Since the 19th century, some Romani have also migrated to the Americas. There are an estimated 1 million Roma in the United States and between 800,000 and 1 million in Brazil, most of whose ancestors emigrated in the 19th century from eastern Europe. Brazilian Romani are mostly descendant from German/Italian Sinti (in the South/Southeast regions), and Roma and Calon people. Brazil also includes a notable Romani community descended from Sinti and Roma deportees from the Portuguese Empire during the Portuguese Inquisition. In migrations since the late 19th century, Romani have also moved to other countries in South America and Canada. Though often confused with Irish Travellers and the Yenish people in western Europe, the Romani are culturally different.

The Romani language is an Indo-Aryan language with strong Balkan and Greek influence. It is divided into several dialects, which together are estimated to have more than two million speakers. Because the language has traditionally been oral, many Romani are native speakers of the dominant language in their country of residence, or else of mixed languages combining the dominant language with a dialect of Romani in varieties sometimes called para-Romani.

There is no official or reliable count of the Romani populations worldwide. Many Romani refuse to register their ethnic identity in official censuses for a variety of reasons, such as fear of discrimination. Others are descendants of intermarriage with local populations, some who no longer identify only as Romani and some who do not identify as Romani at all. Then, too, some countries do not collect data by ethnicity.

Despite these challenges to getting an accurate picture of the Romani dispersal, there were an estimated 10 million in Europe (as of 2019), although some Romani organizations have given earlier estimates as high as 14 million. Significant Romani populations are found in the Balkans, in some central European states, in Spain, France, Russia and Ukraine. In the European Union, there are an estimated 6 million Romanis.

Outside Europe there may be several million more Romani, in particular in the Middle East and the Americas.

The Romani identify as distinct ethnicities based in part on territorial, cultural and dialectal differences, and self-designation.

Romani music plays an important role in central and eastern European countries such as Croatia, Bosnia and Herzegovina, Serbia, Montenegro, Bulgaria, Macedonia, Albania, Hungary, Slovakia, Slovenia and Romania, and the style and performance practices of Romani musicians have influenced European classical composers such as Franz Liszt and Johannes Brahms. The lăutari who perform at traditional Romanian weddings are virtually all Romani.

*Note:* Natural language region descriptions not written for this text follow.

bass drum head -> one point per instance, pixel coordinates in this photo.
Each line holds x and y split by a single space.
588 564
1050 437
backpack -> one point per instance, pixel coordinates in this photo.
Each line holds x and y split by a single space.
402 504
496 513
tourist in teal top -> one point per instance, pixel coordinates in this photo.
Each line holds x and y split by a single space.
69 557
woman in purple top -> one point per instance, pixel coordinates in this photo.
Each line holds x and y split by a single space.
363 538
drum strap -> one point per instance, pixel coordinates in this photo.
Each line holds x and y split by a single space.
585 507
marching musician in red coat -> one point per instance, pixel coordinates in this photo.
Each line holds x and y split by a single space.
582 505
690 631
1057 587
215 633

The distinctive sound of Romani music has also strongly influenced bolero, jazz, and flamenco dances (especially cante jondo) in Spain.

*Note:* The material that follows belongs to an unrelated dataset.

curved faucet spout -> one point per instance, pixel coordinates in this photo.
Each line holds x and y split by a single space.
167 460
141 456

Romani contemporary art emerged at the climax of the process that began in Central and Eastern Europe in the late 1980s, when the interpretation of the cultural practice of minorities was enabled by a paradigm shift, commonly referred to in specialist literature as the "cultural turn". The idea of the cultural turn was introduced; and this was also the time when the notion of cultural democracy became crystallized in the debates carried on at various public forums. Civil society gained strength, and civil politics appeared, which is a prerequisite for cultural democracy. This shift of attitude in scholarly circles derived from concerns specific not only to ethnicity but also to society, gender and class.

In Europe, Romani are associated with poverty, blamed for high crime rates, and accused of behaving in ways that are considered antisocial or inappropriate by the rest of the European population. Partly for this reason, discrimination against the Romani has continued to be practiced to the present day, although efforts are being made to address it whilst this particular fraction of the population breaks with the conventions and responsibilities of a stationary life in favor of the open road, letting old-rooted traditions and newfangled technology coincide.